Ballina school vies for national social innovators title

St Mary’s Secondary School, Ballina, has been shortlisted for the ninth Young Social Innovators’ Showcase and Awards, which take place in Croke Park on May 5 next. Its project, “Fusion V” looks at ways of increasing youth involvement in the community.

This year more than 6,000 young people participated in Young Social Innovators’ project-based social action programme for 15 to 18-year-olds, the largest of its kind in Ireland. They undertook some 400 projects tackling issues of concern to them, their community, or the world at large. Sixty projects have been shortlisted for the annual showcase where they will be in contention for the Young Social Innovator Awards 2010. They include the establishment of a youth café in Blarney, Co Cork, a knife crime campaign in Dublin, and a campaign to turn New Ross into a Fair Trade town.

Announcing details of this year’s shortlist, Rachel Collier, co-founder and chief executive, Young Social Innovators, said that the judges were particularly impressed this year by the breadth and quality of the initiatives undertaken by the young people. “The scale and innovativeness of the projects increases each year as young people, aware of what their predecessors accomplished, seek to go further, to achieve that little bit more,” she said.
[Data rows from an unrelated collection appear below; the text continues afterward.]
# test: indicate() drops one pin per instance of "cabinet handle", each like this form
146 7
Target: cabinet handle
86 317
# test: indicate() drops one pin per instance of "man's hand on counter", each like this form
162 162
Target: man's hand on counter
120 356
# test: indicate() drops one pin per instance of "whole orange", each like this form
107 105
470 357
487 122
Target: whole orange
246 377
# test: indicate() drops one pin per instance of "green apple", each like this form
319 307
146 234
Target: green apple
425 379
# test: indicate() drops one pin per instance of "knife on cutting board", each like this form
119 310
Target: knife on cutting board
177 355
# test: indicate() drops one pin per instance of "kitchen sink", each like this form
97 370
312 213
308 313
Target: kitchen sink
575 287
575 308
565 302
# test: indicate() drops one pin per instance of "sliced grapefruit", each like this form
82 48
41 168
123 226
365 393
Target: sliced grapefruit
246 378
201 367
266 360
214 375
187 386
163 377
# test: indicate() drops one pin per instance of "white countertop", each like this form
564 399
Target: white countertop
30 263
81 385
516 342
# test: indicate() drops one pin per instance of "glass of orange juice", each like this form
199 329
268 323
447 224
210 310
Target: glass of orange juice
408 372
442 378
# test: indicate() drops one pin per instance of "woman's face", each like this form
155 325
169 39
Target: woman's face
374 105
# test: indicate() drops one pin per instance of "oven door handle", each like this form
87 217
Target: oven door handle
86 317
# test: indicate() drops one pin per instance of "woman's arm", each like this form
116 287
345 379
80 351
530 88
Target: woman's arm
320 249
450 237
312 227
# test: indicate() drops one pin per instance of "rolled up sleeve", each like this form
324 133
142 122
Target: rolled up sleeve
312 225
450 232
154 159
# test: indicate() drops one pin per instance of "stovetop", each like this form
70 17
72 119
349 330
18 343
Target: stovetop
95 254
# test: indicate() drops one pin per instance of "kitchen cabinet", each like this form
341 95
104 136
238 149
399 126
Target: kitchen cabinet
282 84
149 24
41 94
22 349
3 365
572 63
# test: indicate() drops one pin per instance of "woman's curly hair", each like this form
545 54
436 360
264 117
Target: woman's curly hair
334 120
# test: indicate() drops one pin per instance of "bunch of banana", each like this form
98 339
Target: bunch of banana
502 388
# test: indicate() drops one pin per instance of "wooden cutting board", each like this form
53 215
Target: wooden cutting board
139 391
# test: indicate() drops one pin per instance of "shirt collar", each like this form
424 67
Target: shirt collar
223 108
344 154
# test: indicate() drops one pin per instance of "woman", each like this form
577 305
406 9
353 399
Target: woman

More than 30,000 young people have been involved in social action projects through Young Social Innovators since it began in 2002. Funded through sponsorship, the Department of Community, Equality and Gaeltacht Affairs is its main sponsor with additional support received from the Department of Education and Skills, the HSE, the Office of the Minister for Children and Youth Affairs, Irish Aid, Religious Sisters of Charity, KPMG, the Department of Social Protection, and Social Entrepreneurs Ireland.